Ci sono due modi per conoscere il mondo attorno a noi. Il primo è attraverso i cliché, le frasi fatte e riportate nello stesso modo di bocca in bocca, senza conferma e controllo. L’altro è visitarlo – non da turisti – andare nei luoghi, nei paesi, vivere la cultura, le relazioni, le persone. Questa seconda modalità è quella che propone il progetto Intercultura, che organizza programmi di scambio internazionale per ragazzi. E lo fa nell’età migliore, quella dei 16, 17 anni, in quarta superiore. Si viene a contatto con un mondo diverso da come ce lo si immagina. Questo, Intercultura, lo fa anche in modo un po’ brusco, rude, perché rimanere fuori casa per un intero anno scolastico, convivere con un’altra famiglia, per un ragazzo o una ragazza molto giovane, non è sempre facile. Ci sono storie e storie. Ma la maggior parte dei giovani torna a casa chiamando papà e mamma anche i genitori della famiglia che li ha accolti (magari creando qualche attrito coi genitori “naturali”, che subito passa). Torna contento, insomma, e soddisfatto, e soprattutto con una visione del mondo più ampia, più coerente, molto più avanti rispetto all’età. Verrebbe da dire che un’esperienza del genere dovrebbe essere obbligatoria per tutti i ragazzi.
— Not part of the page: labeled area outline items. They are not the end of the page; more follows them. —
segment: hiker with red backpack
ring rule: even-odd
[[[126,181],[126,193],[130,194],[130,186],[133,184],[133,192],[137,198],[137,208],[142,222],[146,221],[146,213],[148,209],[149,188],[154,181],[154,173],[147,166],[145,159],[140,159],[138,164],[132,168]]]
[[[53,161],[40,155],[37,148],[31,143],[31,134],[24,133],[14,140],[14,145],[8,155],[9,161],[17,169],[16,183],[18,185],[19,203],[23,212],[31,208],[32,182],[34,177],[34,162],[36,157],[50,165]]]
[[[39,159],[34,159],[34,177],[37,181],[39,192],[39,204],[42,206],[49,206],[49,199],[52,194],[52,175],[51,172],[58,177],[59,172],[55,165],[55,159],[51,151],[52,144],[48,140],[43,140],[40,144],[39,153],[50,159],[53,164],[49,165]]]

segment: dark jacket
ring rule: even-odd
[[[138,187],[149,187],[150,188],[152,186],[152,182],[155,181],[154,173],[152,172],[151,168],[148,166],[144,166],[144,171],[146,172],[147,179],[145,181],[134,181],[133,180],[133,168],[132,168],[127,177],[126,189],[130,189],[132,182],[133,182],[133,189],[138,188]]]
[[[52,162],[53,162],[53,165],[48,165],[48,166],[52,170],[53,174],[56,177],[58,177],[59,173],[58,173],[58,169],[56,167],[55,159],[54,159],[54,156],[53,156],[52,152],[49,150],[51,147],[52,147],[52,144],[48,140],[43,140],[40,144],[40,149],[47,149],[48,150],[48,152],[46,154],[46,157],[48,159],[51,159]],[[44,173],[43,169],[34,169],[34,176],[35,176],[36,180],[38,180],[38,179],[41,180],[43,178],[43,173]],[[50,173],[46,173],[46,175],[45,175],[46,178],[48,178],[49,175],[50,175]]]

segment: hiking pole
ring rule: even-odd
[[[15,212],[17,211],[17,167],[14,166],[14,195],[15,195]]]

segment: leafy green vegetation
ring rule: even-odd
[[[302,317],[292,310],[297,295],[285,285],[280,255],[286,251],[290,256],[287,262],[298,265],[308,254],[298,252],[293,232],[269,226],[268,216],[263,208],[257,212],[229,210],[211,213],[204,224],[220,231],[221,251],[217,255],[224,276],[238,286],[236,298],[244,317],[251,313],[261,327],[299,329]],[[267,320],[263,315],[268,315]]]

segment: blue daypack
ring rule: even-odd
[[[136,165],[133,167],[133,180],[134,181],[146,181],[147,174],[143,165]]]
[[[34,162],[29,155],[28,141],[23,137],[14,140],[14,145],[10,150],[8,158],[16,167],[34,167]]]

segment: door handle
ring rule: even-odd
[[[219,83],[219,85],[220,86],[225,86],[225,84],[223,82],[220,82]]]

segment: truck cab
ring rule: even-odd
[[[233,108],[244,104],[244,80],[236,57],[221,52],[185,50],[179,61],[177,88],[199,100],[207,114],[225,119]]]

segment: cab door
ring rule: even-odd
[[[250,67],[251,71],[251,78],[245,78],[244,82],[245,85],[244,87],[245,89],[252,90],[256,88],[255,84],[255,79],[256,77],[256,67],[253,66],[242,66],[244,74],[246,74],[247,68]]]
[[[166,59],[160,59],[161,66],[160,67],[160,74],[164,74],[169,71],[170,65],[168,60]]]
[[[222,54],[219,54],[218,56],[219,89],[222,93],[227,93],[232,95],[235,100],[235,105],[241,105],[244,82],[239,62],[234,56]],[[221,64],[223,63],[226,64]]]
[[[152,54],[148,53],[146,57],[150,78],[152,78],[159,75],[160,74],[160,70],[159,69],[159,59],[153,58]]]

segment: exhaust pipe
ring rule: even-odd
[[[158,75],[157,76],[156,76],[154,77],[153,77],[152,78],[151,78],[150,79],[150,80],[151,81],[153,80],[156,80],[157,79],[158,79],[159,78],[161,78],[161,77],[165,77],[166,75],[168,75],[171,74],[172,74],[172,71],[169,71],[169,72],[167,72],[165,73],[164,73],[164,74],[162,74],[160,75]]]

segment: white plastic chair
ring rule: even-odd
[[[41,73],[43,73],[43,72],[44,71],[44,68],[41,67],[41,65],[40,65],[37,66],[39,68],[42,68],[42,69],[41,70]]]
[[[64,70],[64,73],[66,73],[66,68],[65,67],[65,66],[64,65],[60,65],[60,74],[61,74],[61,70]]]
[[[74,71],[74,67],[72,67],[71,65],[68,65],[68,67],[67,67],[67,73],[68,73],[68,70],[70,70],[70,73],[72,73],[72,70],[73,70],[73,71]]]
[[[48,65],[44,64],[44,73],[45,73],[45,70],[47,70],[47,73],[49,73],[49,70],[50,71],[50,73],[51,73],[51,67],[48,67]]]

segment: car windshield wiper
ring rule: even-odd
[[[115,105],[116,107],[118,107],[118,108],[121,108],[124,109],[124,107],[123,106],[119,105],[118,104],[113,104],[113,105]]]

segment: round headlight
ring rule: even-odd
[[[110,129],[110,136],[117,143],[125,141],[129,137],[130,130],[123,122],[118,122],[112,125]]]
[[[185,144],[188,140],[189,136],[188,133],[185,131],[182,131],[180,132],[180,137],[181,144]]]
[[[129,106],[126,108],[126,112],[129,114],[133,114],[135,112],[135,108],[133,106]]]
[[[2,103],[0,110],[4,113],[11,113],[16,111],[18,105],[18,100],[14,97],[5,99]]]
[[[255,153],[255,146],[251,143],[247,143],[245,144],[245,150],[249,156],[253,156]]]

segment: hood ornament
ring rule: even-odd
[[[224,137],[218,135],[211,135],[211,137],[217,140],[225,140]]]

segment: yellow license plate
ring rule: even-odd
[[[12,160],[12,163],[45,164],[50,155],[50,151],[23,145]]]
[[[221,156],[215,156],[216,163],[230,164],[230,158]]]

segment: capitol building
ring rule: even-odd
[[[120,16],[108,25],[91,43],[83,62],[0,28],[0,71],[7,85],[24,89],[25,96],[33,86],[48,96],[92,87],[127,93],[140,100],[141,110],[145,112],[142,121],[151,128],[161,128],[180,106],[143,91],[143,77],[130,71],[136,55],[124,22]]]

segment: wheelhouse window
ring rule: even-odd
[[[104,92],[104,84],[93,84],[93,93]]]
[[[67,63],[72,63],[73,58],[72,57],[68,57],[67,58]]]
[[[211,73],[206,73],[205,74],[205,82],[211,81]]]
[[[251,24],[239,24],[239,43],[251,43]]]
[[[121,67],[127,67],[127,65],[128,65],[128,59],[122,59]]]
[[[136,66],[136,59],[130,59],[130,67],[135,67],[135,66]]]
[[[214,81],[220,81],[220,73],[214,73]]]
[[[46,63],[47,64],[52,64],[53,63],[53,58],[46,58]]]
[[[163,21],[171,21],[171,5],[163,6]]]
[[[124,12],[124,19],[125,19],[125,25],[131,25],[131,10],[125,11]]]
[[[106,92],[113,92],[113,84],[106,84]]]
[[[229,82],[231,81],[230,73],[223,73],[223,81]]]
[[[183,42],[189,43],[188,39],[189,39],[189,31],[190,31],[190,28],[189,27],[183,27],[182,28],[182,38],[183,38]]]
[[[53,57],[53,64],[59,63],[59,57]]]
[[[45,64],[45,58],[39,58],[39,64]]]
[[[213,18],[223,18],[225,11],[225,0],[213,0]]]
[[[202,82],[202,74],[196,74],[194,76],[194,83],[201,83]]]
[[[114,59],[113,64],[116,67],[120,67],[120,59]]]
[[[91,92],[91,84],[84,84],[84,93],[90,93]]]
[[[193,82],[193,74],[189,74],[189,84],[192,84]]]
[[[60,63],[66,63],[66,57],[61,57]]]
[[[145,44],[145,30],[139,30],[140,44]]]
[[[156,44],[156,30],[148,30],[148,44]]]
“Il progetto – racconta Claudia Perazzini, presidente del Centro locale di Rimini di Intercultura – è gestito completamente da volontari. La nostra attività di promozione viene fatta su due fronti: sia per i ragazzi che desiderano partire, sia per le famiglie che vogliono ospitare. I ragazzi passano attraverso una prova di idoneità attitudinale – per valutare eventuali problemi di ansia, o anche di cibo – poi, dopo una prima selezione c’è un dialogo con loro e con le famiglie”.
Il test, insieme al colloquio, serve a formare un punteggio, al quale contribuiscono anche il reddito e il rendimento scolastico degli ultimi anni, che a sua volta confluisce in una graduatoria. A partire dal primo, poi, nell’ordine, a seconda dei posti disponibili, i ragazzi vengono selezionati per il progetto.
“Il luogo di destinazione viene scelto tra una rosa di località proposte dai ragazzi. Nel 2012 sono partiti in 16. Per quanto riguarda le famiglie ospitanti, facciamo dei colloqui per cercare di capire se hanno l’atteggiamento giusto, e nel contempo li prepariamo per quello che li aspetta. Uno dei principali problemi che colpiscono sia le famiglie sia gli studenti è proprio l’aspettativa mentre le esperienze reali, anche se alla fine lasciano sempre un bel ricordo, hanno i loro momenti difficili”.